AI scribes feel like magic, but every consultation burns real compute. The two meaningful line items are speech-to-text and note generation, and both are publicly priced.
Modern batch speech recognition lists at fractions of a US cent per audio minute — Deepgram's Nova-3 tier, for example, is published at $0.0043 per minute, with multilingual processing carrying a premium and providers billing the full audio length, silence included.
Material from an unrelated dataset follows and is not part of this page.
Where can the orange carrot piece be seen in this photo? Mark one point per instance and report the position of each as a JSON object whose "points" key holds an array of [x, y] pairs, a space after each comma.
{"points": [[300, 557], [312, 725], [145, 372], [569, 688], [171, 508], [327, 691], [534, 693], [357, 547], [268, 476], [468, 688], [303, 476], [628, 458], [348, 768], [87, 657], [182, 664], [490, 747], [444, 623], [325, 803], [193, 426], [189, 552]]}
Frontier language models suitable for clinical drafting, such as Anthropic's Claude Sonnet tier, list at $3 per million input tokens and $15 per million output tokens.
The itemised consult
Put together, a short 2-minute consultation costs on the order of ₹2 to process end to end; a 10-minute consultation lands around ₹6–7; a long 20-minute encounter roughly ₹11–12. Streaming transcription — the live-text experience — roughly doubles the speech line item, which is why most products transcribe after the recording stops.
Why this number matters to doctors
Unit cost is the quiet force behind every pricing page in the category. It is why "unlimited" plans carry fair-use clauses, why free tiers are capped, and why per-seat prices differ so sharply between markets. A scribe priced far below its compute cost is subsidised — and subsidies end. Doctors evaluating a tool for daily use are entitled to ask the vendor a simple question: does your price survive my busiest month?